Seperempat dari 76.000 mahasiswa asing di Ukraina, kira-kira 20.000, adalah warga India, yang merupakan kelompok terbesar, menurut data resmi. Banyak dari mereka mengambil jurusan kedokteran di universitas negeri, yang menyediakan pendidikan berkualitas dengan biaya terjangkau.
Banyak mahasiswa India juga tertahan di dekat atau di lintas perbatasan saat mereka melarikan diri dari pasukan Rusia ke arah barat. Robin, yang hanya menggunakan nama depannya, juga berada di Kharkiv sampai Selasa tetapi berhasil naik kereta ke "suatu tempat di barat" negara itu pada sore hari.
Pria itu mengatakan ia hanya sempat membawa paspornya sebelum meninggalkan asrama - ia berharap bisa lebih siap, tetapi ketika serangan dimulai, ia berkata penggempuran begitu "ganas" sehingga "bahkan tidak ada waktu untuk berlari".

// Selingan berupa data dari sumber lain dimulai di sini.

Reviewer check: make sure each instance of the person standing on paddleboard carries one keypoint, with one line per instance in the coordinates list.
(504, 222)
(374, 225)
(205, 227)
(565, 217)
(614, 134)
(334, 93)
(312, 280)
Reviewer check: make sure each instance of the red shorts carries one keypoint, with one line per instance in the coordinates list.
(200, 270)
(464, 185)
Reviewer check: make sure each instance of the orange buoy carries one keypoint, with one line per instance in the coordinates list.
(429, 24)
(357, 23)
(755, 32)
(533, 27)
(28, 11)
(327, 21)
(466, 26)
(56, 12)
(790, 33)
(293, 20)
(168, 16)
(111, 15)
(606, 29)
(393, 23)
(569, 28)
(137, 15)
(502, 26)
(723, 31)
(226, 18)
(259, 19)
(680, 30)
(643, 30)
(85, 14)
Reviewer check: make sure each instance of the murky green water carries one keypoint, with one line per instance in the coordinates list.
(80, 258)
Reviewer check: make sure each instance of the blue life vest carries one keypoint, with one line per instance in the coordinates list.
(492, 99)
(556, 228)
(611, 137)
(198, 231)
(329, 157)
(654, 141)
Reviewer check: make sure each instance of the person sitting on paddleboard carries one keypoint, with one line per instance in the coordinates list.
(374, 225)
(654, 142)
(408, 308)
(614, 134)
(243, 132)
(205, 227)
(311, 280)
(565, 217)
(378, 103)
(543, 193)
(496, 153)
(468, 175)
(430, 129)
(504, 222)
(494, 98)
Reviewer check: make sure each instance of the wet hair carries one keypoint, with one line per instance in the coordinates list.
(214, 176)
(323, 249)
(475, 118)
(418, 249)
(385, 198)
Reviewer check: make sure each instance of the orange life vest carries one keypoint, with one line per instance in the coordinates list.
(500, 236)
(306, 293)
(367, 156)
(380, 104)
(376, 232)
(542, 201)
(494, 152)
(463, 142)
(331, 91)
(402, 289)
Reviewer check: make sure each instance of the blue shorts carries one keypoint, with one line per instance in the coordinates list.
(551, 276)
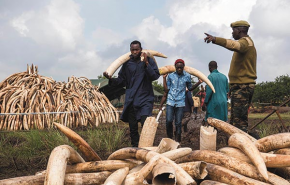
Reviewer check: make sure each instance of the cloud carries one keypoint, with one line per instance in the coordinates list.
(106, 37)
(53, 25)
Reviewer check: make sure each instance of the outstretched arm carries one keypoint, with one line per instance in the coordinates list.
(165, 88)
(163, 99)
(209, 38)
(240, 45)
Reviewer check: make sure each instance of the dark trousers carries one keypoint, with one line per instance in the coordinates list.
(171, 113)
(133, 124)
(241, 97)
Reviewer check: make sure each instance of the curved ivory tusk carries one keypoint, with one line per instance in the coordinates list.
(271, 160)
(207, 138)
(166, 144)
(139, 176)
(236, 153)
(117, 177)
(122, 59)
(231, 163)
(209, 182)
(25, 180)
(57, 162)
(74, 178)
(227, 128)
(247, 146)
(177, 153)
(273, 142)
(145, 156)
(108, 165)
(190, 70)
(221, 174)
(148, 132)
(79, 142)
(285, 171)
(153, 148)
(197, 169)
(163, 174)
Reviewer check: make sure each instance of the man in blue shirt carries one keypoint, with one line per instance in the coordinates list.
(216, 103)
(176, 87)
(137, 77)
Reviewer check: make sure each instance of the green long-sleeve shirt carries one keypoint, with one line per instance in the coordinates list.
(243, 64)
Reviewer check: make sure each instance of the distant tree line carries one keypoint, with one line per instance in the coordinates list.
(274, 92)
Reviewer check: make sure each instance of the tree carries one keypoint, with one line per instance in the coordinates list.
(274, 92)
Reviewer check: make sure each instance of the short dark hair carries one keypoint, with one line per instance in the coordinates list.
(243, 29)
(213, 64)
(136, 42)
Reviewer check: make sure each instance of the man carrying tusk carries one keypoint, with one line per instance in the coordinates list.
(136, 75)
(242, 73)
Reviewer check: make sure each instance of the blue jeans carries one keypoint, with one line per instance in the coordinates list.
(174, 112)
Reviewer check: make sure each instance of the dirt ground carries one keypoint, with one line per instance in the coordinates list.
(191, 137)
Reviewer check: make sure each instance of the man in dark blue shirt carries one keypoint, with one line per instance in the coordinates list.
(137, 77)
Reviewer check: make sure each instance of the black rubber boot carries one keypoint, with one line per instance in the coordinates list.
(169, 131)
(178, 134)
(178, 138)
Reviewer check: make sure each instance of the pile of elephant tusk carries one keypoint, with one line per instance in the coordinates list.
(31, 101)
(244, 161)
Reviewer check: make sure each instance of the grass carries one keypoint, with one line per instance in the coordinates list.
(28, 152)
(271, 125)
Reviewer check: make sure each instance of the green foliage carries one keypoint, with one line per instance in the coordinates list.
(274, 92)
(28, 152)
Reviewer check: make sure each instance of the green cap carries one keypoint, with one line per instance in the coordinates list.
(240, 23)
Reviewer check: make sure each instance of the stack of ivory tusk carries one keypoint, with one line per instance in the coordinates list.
(244, 161)
(37, 101)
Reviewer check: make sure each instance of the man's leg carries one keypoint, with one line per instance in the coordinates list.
(169, 120)
(143, 119)
(178, 119)
(185, 120)
(133, 124)
(241, 96)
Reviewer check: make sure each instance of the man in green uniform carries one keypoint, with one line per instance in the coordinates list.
(242, 73)
(216, 103)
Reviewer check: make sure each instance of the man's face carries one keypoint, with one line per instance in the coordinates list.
(135, 50)
(235, 33)
(179, 68)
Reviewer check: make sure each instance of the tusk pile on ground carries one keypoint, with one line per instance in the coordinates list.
(171, 166)
(31, 101)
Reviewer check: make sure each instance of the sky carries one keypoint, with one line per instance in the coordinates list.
(67, 38)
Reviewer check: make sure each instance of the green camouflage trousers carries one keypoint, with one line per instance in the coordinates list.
(241, 97)
(186, 118)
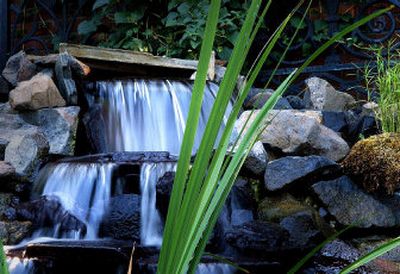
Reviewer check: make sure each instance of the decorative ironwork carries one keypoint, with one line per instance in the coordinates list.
(345, 60)
(27, 31)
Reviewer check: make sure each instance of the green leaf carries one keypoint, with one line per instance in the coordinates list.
(100, 3)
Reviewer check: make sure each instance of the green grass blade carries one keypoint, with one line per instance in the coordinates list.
(189, 135)
(3, 260)
(372, 255)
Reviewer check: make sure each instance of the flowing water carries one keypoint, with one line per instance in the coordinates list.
(149, 115)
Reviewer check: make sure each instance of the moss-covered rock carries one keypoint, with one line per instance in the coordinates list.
(374, 163)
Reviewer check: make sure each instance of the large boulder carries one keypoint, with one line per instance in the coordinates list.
(374, 162)
(36, 93)
(352, 206)
(299, 133)
(290, 170)
(323, 96)
(18, 69)
(26, 152)
(59, 125)
(122, 221)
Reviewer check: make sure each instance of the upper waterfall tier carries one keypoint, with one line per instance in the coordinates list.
(144, 115)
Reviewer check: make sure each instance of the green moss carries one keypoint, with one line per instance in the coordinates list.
(375, 162)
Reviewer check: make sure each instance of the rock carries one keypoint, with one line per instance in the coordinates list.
(290, 170)
(323, 96)
(59, 125)
(65, 80)
(259, 100)
(18, 69)
(275, 209)
(302, 230)
(38, 92)
(335, 120)
(333, 257)
(25, 153)
(255, 237)
(351, 206)
(49, 212)
(299, 133)
(296, 102)
(4, 89)
(374, 162)
(14, 232)
(122, 222)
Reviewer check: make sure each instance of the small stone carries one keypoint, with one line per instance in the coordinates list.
(323, 96)
(289, 170)
(351, 206)
(39, 92)
(18, 69)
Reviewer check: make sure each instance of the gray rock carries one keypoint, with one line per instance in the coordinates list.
(352, 206)
(26, 152)
(123, 219)
(287, 171)
(18, 69)
(298, 133)
(36, 93)
(59, 125)
(65, 80)
(323, 96)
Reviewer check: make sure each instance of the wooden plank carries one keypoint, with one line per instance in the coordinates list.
(126, 57)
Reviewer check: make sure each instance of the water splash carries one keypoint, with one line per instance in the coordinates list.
(84, 190)
(151, 224)
(149, 115)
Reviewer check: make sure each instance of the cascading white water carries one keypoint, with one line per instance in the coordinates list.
(151, 227)
(84, 190)
(149, 115)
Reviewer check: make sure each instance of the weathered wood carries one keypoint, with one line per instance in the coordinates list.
(126, 57)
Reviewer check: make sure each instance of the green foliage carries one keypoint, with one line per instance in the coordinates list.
(199, 193)
(172, 30)
(385, 79)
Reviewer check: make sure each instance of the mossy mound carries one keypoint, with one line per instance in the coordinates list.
(375, 162)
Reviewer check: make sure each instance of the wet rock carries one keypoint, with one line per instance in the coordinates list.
(335, 120)
(302, 230)
(18, 69)
(333, 257)
(374, 162)
(164, 190)
(65, 80)
(323, 96)
(12, 233)
(4, 89)
(255, 237)
(26, 152)
(274, 209)
(59, 125)
(36, 93)
(49, 212)
(122, 222)
(296, 102)
(299, 133)
(290, 170)
(352, 206)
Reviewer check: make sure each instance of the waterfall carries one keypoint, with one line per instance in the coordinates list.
(148, 115)
(151, 227)
(84, 191)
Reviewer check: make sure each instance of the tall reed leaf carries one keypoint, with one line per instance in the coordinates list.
(198, 195)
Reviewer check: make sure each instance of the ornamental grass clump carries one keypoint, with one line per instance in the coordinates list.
(199, 195)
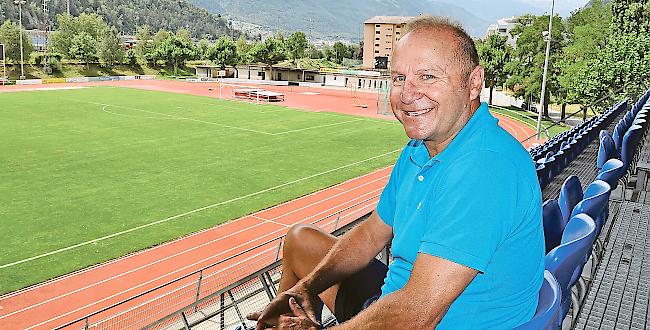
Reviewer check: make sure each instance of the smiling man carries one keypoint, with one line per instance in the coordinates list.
(462, 210)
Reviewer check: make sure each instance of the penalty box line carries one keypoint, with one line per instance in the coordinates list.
(192, 211)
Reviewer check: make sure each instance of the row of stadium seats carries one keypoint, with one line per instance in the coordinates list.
(573, 223)
(557, 153)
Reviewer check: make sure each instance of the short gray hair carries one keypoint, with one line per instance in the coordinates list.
(465, 53)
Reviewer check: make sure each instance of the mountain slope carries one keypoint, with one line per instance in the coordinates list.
(330, 19)
(125, 15)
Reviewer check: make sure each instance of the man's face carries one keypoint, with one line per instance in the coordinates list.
(430, 94)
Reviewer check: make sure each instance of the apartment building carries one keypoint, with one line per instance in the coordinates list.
(380, 34)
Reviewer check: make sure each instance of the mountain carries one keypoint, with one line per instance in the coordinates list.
(335, 19)
(125, 15)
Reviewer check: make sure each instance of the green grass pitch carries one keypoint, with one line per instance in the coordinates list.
(76, 165)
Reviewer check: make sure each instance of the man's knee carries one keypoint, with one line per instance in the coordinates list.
(304, 240)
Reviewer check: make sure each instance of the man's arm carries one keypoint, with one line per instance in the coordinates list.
(433, 286)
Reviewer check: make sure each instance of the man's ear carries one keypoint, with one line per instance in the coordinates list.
(476, 82)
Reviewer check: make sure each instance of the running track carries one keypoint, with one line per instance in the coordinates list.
(75, 295)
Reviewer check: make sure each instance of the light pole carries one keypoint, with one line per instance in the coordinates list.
(4, 63)
(20, 4)
(547, 37)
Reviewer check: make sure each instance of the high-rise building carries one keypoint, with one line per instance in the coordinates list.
(380, 34)
(503, 28)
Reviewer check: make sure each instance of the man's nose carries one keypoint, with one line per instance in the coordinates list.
(410, 92)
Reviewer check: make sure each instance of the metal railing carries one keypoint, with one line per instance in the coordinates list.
(229, 284)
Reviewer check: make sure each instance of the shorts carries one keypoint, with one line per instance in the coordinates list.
(360, 290)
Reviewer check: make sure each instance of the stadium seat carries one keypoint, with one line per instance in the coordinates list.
(547, 315)
(567, 260)
(570, 195)
(553, 224)
(606, 149)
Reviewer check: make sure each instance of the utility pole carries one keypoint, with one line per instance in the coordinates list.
(547, 36)
(20, 4)
(4, 64)
(46, 31)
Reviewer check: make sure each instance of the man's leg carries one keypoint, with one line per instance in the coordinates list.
(304, 247)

Robin, mahasiswa tahun ketiga di universitas kedokteran, berlindung di stasiun metro bawah tanah yang sama dengan Naveen, mahasiswa India yang tewas. Ia mengatakan mereka pergi sekitar waktu yang sama.
Saat Naveen keluar untuk membeli makanan, Robin dan teman-temannya berusaha mencari jalan ke stasiun kereta api.
Cuaca malam itu begitu dingin, kata Robin. Orang-orang tampak seperti siluet di bawah sorotan lampu depan saat mobil-mobil dengan panik melaju melewatinya, hanya untuk terjebak di depan gundukan puing-puing dari bangunan yang dihantam peluru artileri.
Ia bercerita tentang antrean mengular di toko kelontong dan bangunan-bangunan yang runtuh, beberapa tinggal tumpukan batu, dengan puing-puing dan kendaraan yang terbakar berserakan di sepanjang jalan.
"Saya masih mencari taksi ketika kami mendengar gemuruh ledakan dari jauh. Beberapa menit kemudian kami mengetahui bahwa Naveen telah meninggal," kata Robin.
Ia berkata mereka melompat ke dalam taksi dan melarikan diri. Di atas kereta, katanya, orang-orang berdesakan di dalam kompartemen sehingga tidak tempat untuk duduk, dan bahkan untuk berdiri.
"Tidak ada tempat untuk berdiri dan kami sudah kehabisan makanan dan air," kata Robin kepada BBC melalui pesan singkat saat ia berada di kereta.
Di kampung halamannya di India, orang tuanya sangat mengkhawatirkannya, katanya. Mereka saling berkontak lewat WhatsApp, bertukar pesan secara sporadis sehingga Robin dapat menghemat baterai ponselnya.
"Kami menghadapi peluang yang tampaknya mustahil tetapi saya masih berharap kami semua akan dievakuasi sesegera mungkin," sambungnya.